5: Chevron’s denial under oath
Meanwhile, Chevron CEO Michael Wirth denied that his company had spread disinformation at all, testifying under oath that “While our views on climate change have developed over time, any suggestion that Chevron has engaged in an effort to spread disinformation and mislead the public on these complex issues is simply wrong.”
“They are obviously lying like the tobacco executives were,″ Maloney said about the oil executives at one point during the hearing.
6. No ‘credibility’
“You know, the issue here is credibility,” observed Rep. Peter Welch (D-VT), as he proceeded to grill the oil companies about what exactly they disclosed to their own shareholders about climate change.
Documents have revealed that the fossil fuel industry knew about the dangers of climate change since at least the late 1950s. And as DeSmog reported in 2016, Exxon corporate reports from the late 1970s stated “There is no doubt” that CO2 from the burning of fossil fuels was a growing “problem.”
7: Republican deflection
A number of Republican representatives sought to steer attention towards other issues, ranging from the Biden administration to Chinese missiles to Russian pipelines. Some argued that it was constitutionally troubling for Congress to ask about disinformation at all, suggesting that the oil companies’ First Amendment right to free speech was under assault.
Rep. Jamie Raskin’s (D-MD) questions seem to have anticipated that line of argument. Under questioning from Raskin, none of the executives from ExxonMobil, Shell, BP, or Chevron would say whether they believed that false commercial speech is protected by the First Amendment (spoiler: it’s not).
8: Natural gas no ‘climate solution’
Some of the day’s most rhetorically devastating questioning came from Rep. Sean Casten (D-IL), who confronted the oil executives about claims that a growing reliance on natural gas — a fossil fuel that’s almost entirely made of methane, a powerful greenhouse gas — should be considered beneficial for the climate.
“Congressman, we have programs at the American Petroleum Institute to work to eliminate methane emissions,” Mike Sommers, president of the API, said after Casten asked if he disputed that methane leaks are above the level that make natural gas a more dangerous fuel for the climate than coal. “Okay, but you’re ducking the question, sir. If you don’t have that, you’ve got to ask why you’re calling something a climate solution that as we sit today is warming up the planet.”

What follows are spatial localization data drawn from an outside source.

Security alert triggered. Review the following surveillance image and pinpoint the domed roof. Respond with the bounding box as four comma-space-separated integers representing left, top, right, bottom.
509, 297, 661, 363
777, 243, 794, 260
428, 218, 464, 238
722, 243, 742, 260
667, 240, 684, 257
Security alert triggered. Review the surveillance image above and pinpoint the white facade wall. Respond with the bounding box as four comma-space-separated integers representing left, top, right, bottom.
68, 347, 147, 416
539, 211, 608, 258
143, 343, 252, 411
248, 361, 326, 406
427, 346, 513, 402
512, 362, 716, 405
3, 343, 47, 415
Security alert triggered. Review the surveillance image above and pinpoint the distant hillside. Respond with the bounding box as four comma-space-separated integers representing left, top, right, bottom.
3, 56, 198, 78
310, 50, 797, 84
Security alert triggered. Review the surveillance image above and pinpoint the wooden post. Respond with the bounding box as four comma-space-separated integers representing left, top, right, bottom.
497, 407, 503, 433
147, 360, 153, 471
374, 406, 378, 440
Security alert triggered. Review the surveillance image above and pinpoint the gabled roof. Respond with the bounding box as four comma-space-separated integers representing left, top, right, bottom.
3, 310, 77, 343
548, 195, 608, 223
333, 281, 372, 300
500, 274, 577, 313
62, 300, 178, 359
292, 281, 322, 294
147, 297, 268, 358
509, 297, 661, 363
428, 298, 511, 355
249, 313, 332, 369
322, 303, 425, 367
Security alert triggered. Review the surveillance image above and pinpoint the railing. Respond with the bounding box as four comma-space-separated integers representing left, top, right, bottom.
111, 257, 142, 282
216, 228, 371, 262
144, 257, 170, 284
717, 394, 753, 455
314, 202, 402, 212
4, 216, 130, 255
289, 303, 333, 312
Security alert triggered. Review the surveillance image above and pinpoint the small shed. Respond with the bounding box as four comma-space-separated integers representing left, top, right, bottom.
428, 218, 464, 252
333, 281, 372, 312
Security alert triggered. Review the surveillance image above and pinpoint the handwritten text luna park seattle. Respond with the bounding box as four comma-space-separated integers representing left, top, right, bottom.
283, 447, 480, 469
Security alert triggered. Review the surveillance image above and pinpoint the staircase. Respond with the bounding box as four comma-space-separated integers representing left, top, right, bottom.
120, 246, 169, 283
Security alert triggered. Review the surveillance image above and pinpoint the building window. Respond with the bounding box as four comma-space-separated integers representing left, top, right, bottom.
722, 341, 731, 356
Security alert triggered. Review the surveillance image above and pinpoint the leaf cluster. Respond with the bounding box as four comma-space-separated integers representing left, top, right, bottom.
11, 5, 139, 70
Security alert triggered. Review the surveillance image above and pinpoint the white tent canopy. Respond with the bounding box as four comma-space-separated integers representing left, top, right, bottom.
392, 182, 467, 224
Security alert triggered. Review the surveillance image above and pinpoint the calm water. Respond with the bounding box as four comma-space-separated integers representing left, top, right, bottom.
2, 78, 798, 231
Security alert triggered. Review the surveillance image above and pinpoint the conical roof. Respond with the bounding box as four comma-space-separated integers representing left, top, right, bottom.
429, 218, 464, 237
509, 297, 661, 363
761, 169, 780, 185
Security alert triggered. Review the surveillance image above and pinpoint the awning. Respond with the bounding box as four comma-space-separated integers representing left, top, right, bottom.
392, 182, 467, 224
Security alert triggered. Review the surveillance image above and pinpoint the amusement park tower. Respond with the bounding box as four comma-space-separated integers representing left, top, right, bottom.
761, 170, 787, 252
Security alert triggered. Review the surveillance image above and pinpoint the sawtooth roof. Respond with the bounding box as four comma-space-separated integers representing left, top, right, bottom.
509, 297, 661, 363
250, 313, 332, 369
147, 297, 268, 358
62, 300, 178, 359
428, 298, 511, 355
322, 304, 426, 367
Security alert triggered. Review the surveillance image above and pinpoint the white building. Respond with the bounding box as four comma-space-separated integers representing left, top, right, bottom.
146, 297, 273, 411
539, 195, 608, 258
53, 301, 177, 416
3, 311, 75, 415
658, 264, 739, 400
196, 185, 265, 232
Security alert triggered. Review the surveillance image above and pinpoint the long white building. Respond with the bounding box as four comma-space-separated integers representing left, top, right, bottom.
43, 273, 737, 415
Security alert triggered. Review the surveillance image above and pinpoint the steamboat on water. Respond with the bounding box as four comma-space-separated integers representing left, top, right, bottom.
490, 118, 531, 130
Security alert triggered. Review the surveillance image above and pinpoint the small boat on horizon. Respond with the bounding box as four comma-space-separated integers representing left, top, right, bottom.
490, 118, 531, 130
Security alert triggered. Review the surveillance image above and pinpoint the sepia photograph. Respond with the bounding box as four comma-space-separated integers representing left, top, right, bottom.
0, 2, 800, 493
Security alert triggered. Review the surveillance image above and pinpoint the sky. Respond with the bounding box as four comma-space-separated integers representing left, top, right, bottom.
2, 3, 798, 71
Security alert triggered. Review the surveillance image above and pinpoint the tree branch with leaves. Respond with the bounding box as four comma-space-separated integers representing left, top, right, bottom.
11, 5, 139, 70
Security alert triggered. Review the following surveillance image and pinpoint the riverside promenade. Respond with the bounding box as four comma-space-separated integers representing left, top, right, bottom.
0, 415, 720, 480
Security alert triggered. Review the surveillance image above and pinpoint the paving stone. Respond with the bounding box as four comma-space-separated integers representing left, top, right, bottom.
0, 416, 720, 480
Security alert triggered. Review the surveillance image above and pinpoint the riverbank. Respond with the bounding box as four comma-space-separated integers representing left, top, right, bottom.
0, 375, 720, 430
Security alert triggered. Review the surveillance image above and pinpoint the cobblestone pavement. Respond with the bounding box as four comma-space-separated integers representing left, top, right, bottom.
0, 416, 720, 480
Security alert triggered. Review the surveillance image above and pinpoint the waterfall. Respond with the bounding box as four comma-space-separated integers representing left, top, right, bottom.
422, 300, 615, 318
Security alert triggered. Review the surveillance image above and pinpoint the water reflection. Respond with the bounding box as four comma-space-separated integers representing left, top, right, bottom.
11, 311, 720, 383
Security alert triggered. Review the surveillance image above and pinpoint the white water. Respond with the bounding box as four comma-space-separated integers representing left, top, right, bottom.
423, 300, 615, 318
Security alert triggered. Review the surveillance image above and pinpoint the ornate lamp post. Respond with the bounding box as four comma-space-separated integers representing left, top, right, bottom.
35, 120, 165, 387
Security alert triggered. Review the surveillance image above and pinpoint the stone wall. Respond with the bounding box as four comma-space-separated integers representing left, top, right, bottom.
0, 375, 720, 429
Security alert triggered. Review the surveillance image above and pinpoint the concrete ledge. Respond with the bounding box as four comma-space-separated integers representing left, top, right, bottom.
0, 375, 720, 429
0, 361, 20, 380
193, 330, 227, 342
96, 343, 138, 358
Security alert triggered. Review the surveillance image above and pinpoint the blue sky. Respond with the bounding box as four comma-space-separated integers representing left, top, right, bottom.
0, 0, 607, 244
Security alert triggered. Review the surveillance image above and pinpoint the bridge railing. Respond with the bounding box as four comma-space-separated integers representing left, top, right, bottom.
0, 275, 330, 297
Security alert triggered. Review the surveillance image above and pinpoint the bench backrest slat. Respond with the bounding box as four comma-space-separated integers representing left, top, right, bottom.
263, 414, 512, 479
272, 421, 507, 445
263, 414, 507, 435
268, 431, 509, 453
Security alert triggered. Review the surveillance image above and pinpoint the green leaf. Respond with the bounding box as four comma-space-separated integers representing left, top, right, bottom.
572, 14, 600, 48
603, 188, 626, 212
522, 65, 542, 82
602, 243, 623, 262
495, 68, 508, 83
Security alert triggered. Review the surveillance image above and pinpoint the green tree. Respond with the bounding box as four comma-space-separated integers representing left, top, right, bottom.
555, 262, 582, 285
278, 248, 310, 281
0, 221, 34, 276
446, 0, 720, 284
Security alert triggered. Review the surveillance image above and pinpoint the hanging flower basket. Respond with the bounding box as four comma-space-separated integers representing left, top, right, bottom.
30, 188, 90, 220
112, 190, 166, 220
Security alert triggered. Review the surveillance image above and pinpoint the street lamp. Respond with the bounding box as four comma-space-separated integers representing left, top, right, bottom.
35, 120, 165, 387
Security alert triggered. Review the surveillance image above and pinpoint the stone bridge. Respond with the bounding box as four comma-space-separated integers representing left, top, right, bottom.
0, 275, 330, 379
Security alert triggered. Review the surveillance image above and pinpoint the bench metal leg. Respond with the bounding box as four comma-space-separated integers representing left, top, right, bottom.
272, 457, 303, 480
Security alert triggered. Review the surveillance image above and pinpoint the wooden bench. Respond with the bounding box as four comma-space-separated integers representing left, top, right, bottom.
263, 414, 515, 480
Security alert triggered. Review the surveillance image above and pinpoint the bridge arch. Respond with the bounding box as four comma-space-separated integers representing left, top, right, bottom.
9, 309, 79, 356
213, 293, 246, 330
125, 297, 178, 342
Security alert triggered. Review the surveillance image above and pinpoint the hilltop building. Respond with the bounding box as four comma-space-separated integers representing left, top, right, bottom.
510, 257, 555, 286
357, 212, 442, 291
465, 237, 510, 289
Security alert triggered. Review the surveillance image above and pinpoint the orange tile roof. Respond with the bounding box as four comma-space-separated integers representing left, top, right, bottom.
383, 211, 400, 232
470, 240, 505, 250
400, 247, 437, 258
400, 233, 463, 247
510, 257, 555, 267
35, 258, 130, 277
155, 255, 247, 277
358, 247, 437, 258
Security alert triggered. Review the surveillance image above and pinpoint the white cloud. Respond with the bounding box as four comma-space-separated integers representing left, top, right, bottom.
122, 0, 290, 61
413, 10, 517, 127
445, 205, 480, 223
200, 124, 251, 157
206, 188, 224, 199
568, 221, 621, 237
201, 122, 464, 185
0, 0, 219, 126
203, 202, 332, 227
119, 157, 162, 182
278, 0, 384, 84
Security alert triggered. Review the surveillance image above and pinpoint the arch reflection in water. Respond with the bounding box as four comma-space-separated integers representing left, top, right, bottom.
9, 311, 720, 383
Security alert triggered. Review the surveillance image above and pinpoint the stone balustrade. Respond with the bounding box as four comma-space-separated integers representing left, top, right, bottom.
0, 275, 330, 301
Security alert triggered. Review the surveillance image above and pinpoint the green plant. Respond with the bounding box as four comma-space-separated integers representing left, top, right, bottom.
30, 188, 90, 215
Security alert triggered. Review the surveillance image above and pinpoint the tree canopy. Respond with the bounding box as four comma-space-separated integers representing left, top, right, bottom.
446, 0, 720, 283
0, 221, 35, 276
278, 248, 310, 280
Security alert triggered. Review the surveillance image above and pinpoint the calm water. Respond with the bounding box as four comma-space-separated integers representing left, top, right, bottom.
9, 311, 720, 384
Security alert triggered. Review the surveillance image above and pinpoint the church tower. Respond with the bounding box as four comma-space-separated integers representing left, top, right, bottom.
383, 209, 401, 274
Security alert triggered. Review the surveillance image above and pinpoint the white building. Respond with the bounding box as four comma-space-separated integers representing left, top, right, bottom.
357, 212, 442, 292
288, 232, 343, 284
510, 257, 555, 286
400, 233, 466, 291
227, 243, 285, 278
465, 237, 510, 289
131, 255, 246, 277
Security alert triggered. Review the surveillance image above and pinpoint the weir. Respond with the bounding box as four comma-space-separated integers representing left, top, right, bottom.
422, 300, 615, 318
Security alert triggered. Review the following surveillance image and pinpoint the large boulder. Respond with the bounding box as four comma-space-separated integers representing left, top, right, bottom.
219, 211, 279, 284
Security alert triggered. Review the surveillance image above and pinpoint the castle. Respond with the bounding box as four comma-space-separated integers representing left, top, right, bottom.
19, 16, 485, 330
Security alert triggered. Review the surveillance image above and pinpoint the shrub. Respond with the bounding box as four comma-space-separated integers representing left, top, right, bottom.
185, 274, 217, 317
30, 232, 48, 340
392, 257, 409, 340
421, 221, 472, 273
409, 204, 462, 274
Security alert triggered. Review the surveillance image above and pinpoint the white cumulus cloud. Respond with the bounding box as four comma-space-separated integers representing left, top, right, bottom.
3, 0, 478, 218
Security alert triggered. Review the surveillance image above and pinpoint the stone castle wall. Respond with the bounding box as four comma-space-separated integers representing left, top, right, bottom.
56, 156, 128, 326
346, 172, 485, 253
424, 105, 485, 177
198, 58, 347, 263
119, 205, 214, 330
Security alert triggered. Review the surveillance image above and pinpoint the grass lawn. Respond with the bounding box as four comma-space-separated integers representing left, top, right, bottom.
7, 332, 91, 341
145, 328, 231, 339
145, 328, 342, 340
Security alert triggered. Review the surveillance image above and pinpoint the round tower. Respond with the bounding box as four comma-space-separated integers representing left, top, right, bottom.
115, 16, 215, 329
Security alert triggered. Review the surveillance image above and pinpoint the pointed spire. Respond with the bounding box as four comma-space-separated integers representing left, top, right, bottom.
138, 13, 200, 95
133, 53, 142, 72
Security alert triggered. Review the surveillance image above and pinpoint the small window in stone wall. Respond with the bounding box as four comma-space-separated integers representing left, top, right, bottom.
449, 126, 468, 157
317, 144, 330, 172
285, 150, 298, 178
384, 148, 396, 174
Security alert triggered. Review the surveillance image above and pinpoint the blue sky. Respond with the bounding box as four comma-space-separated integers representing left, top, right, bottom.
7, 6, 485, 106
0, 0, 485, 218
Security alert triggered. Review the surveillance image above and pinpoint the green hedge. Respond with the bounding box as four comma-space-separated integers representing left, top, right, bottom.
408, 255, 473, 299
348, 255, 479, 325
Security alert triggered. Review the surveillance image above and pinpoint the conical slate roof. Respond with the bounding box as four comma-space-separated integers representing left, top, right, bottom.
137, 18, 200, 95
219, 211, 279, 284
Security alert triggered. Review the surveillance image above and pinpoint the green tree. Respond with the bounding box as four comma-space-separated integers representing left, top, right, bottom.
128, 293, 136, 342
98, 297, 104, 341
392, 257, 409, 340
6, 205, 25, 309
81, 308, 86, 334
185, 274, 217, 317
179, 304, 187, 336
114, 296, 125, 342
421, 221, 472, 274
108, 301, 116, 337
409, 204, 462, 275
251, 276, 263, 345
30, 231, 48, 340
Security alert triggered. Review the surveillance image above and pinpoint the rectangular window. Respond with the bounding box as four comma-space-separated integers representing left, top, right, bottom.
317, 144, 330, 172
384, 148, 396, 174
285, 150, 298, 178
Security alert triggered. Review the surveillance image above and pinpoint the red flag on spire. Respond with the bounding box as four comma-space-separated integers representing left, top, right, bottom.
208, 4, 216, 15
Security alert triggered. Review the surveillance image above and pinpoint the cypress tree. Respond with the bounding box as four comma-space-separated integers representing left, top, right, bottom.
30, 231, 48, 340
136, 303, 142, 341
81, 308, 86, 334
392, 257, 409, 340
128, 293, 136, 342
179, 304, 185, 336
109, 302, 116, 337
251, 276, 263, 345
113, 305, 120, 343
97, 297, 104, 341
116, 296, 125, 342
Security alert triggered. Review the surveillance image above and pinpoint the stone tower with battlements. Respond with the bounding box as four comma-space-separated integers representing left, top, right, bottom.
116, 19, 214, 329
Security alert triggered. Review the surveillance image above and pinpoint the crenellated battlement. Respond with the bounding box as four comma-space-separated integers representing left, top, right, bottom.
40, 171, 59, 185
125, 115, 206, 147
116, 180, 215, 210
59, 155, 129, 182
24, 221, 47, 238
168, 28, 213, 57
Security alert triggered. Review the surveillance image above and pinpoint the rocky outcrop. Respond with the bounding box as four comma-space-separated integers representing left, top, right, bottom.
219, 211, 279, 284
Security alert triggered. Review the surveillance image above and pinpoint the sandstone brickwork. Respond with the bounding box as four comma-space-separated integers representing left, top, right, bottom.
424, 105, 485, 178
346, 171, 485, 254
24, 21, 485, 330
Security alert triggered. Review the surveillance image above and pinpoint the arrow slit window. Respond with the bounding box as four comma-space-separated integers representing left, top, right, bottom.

“The west is on fire. Floods are coming. The ice is melting. Because of analyses you had in 1978, my question for all of you, which you can submit for the record is, are your grandchildren proud of you?” Casten concluded. There was silence from all of the fossil fuel executives as Casten ended his questioning.
9: Climate communications
Rep. Ilhan Omar (D-MN) also grilled the oil giants and API about their strategy on climate communications, asking Exxon CEO Darren Woods and Chevron CEO Mike Wright about a leaked 1998 API memo on the organization’s draft Global Climate Science Communications Plan, which reads, in part: “victory will be achieved when […] Average citizens ‘understand’ (recognize) uncertainties in climate science; recognition of uncertainties becomes part of the ‘conventional wisdom.’”
10: More digging into disinformation
As the all-day hearings drew to an end, Maloney announced that the committee had requested documents that would shine a light on climate disinformation and what oil companies knew about climate change, but that companies had instead offered printouts of their websites and annual reports. That, Maloney said, was unacceptable, announcing the committee’s intention to issue subpoenas forcing the oil giants to turn over the documents Congress demanded.